Visitors Flooded Acadia in October Despite Closed Amenities and No Fees.
Acadia Is on Track for 4 Million Visits This Year as League of Towns Plans for Region’s Future.
The Bar Harbor Story is generously sponsored by Window Panes Home and Garden.
BAR HARBOR—After a year like 2025, Acadia National Park visitation numbers starts to feel like old news. The number of visits each month are mostly increasing.
This October, however, was a bit of a different beast since the park was open with limited staff resources during the 43-day federal shutdown. The furlough began October 1 and entrance fees were not collected during its duration. Some amenities were not available.
That didn’t stop people from visiting.
“I just want to say thanks to the municipalities supporting the park during the shutdown. We had one of the busiest Octobers ever. That month was up 5% from the previous month last year, and so there was lots going on. It didn’t keep visitors from enjoying the park, and there were some serious incidents that we got great support from the towns again,” Acadia National Park Administrative Assistant John Kelly told attendees of the League of Towns (LOT), November 25.
The League is a group of administrators and sometimes staff of Acadia Region municipalities who meet most months to discuss regional issues. Kelly’s comments came toward the end of the meeting at the Bar Harbor Municipal Building.
Images from a LOT elected officials meeting. File photos.

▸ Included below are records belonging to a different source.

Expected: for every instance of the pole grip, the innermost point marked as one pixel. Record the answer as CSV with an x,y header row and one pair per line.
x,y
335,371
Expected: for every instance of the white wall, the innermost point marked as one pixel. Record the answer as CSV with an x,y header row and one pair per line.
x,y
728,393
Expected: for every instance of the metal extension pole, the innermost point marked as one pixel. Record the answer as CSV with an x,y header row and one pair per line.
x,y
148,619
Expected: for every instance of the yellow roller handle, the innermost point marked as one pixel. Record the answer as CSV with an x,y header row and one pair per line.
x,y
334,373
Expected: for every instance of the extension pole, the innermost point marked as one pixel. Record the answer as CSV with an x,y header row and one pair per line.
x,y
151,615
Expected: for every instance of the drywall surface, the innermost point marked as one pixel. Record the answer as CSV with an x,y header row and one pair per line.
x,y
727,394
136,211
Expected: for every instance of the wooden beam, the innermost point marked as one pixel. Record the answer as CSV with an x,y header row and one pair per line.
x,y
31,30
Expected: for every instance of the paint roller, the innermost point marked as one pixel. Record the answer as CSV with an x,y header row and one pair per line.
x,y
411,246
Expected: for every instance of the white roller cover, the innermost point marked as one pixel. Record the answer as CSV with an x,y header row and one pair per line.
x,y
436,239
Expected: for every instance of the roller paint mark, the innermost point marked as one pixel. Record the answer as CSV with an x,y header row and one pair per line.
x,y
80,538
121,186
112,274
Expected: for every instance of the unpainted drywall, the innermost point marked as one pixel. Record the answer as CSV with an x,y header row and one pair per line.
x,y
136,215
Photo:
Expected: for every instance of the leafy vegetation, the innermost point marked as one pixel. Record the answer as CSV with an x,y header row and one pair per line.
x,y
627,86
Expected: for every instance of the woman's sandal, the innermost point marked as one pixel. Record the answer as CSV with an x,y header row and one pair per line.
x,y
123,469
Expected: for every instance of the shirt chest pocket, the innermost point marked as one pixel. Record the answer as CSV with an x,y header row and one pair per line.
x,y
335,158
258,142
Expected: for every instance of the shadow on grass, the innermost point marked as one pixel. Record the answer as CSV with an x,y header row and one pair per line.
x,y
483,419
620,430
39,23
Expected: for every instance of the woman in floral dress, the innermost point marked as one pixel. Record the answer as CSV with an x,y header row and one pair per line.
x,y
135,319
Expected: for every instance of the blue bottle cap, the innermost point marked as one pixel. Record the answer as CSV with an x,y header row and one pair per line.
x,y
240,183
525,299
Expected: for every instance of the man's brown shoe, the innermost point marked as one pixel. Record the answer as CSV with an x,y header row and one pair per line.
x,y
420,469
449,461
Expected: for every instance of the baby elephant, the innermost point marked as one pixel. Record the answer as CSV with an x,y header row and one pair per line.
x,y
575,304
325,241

With local elected officials and the Musson Group (a local planning consultancy), the League has been creating a strategic plan that currently focuses on goals of year-round housing availability and affordability, efficient and effective transportation as well as infrastructure, creating a culture of regional collaboration and governance, an economically resilient region with a sense of place.

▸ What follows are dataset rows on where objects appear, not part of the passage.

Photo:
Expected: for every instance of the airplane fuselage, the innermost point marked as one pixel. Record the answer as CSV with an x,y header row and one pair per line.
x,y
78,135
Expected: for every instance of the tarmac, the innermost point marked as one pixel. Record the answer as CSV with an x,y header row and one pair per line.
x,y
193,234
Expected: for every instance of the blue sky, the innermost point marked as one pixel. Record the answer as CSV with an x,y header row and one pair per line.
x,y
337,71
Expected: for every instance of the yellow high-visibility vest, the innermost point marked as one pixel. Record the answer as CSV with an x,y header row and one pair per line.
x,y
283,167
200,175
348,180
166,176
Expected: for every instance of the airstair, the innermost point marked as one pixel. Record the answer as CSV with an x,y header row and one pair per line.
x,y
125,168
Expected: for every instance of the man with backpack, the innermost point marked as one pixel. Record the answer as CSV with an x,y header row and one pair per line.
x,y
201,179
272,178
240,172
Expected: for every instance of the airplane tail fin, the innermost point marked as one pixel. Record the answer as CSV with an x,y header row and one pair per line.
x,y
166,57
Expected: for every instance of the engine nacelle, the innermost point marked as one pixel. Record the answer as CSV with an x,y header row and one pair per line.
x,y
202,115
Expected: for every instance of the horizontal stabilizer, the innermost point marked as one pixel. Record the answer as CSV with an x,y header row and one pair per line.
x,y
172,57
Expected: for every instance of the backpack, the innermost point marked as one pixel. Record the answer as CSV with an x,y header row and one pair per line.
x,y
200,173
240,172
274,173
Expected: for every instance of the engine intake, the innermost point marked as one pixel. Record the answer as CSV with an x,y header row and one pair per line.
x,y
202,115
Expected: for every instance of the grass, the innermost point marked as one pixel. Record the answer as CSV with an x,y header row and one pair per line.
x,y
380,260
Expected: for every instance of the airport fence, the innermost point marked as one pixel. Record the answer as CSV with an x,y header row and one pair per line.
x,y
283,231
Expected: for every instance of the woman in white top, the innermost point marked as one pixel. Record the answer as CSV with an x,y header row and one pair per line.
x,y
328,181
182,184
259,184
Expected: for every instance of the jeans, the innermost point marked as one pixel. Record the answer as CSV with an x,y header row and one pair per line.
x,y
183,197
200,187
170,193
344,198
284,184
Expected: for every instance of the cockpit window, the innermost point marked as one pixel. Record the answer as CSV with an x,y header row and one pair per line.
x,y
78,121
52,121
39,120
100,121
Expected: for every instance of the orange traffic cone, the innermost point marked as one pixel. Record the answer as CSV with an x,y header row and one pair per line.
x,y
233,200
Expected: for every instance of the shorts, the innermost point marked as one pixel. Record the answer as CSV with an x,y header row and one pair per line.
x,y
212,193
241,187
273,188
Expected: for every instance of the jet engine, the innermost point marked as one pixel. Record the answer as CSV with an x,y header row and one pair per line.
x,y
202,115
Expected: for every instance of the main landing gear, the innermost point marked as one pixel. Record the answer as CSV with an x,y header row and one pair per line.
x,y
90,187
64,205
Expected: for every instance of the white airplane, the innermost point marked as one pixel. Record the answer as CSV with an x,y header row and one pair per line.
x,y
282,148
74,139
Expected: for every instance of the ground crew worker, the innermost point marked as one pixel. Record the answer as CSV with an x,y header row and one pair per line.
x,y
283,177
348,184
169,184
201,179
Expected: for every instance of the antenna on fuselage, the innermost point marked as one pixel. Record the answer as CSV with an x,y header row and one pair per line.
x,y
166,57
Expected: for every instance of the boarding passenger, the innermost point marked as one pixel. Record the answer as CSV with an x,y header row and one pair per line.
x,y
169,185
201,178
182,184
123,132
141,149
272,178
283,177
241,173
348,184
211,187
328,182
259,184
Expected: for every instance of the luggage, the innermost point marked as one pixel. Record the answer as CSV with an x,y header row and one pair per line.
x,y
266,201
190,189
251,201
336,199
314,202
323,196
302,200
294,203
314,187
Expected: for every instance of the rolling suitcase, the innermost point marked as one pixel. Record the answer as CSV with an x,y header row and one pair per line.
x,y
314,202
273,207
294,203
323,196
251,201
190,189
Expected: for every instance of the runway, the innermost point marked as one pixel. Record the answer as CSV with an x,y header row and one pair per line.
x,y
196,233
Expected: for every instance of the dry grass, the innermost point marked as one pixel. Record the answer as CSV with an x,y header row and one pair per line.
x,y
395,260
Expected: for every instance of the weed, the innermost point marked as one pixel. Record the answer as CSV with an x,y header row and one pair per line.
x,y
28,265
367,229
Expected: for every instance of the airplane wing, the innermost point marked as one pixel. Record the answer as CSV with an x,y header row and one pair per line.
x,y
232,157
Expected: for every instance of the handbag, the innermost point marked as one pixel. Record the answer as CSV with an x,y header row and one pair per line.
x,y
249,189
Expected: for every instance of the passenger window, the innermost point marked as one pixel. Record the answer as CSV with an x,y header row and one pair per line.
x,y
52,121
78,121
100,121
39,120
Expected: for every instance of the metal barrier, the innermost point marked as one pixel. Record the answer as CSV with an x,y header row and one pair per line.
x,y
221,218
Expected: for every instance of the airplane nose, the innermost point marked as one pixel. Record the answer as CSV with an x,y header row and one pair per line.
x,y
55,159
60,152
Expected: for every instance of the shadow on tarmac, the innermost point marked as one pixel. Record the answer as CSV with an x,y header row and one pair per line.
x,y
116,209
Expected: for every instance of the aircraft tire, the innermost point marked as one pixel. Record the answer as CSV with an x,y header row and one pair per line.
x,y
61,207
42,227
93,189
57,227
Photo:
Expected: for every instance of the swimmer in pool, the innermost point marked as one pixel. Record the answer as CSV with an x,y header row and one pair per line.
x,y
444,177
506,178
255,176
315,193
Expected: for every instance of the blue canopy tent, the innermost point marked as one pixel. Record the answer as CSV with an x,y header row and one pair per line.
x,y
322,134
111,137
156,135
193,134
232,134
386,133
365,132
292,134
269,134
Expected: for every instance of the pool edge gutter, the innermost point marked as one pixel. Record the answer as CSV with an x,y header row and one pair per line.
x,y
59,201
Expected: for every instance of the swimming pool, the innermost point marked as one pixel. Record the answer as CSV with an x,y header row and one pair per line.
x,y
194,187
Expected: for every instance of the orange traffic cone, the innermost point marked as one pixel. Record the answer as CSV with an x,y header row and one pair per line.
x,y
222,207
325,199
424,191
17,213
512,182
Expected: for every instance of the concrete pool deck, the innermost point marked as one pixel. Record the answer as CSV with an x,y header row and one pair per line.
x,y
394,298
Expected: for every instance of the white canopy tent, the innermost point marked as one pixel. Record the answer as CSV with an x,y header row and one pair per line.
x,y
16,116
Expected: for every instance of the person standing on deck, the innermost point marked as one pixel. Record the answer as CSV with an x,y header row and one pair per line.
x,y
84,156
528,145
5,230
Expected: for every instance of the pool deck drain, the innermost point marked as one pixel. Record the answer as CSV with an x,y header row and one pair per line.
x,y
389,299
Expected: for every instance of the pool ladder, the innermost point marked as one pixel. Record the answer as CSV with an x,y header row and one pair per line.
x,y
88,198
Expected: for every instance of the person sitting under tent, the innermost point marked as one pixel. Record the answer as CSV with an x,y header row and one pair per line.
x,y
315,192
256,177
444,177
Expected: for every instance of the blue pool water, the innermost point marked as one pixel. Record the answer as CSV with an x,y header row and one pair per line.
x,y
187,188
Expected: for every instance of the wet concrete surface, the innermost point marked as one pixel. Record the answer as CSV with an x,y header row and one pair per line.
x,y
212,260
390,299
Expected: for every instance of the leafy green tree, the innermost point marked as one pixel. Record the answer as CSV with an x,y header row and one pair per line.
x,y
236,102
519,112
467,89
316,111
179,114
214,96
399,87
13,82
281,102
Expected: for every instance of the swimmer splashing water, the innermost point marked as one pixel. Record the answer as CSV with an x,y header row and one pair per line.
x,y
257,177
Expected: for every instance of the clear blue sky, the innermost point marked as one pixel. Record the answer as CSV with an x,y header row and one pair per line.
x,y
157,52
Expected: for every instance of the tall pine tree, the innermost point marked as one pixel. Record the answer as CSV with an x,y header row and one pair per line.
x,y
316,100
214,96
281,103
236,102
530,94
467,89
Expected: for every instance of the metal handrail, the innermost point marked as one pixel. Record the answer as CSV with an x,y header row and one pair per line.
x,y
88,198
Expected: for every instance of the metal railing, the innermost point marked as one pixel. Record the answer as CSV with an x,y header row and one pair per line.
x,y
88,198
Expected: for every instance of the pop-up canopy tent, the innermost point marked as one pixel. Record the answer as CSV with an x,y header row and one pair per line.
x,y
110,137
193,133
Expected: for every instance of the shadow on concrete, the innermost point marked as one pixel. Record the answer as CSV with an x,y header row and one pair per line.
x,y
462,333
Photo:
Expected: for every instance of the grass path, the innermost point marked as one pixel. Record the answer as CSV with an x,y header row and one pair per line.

How that all interweaves with the local economy and tourism in the area is currently being discussed at both the League level and local town level, as well as Ellsworth. Bar Harbor has begun a Sustainable Tourism Task Force to delve more deeply into the positives and negatives of having tourism as a part of a local economy.
However, the park is federal and the major driver of tourism for the region. This year, it’s broken a lot of records and may break some more.
“Our visitation as of the end of October is just keeping at 4 million visits. So we’ll break 4 million for sure by the end of the calendar year, which is up about 3.5% so far from year to date last year,” Kelly said. Those numbers were initially reported by Bill Trotter of the Bangor Daily News. “So it continues to be really busy.”
“I remember thinking 3 million was the most Acadia could ever possibly take, and that feels so quaint now,” Mount Desert Town Manager Alex Kimball said.
“It probably is,” Kelly said.
Automated counters kept track of vehicles entering the national park on Mount Desert Island and found that there were almost 600,000 visits to the park in October. As Kelly said, it is expected to hit 4 million visits this year, which is an amount that was only surpassed in 2021.
That year was right after COVID and the tourism industry had a nationwide increase in visits.
The park has been averaging approximately 70,000 visits in November and 17,000 in December. If those numbers are met, it will be at 4,080,000 visits in 2025. This is just about 10,000 more than last year.
The park has set monthly visit records this year for July and then August, with 797,000 visits and then 844,000 visits. October was its busiest October with 596,000 visits.
Since 1916, the national park has estimated visits. However, the formula for that estimate changed in 1990.
The next League meeting is January 27, 10 a.m., at Ellsworth City Hall. The public can attend.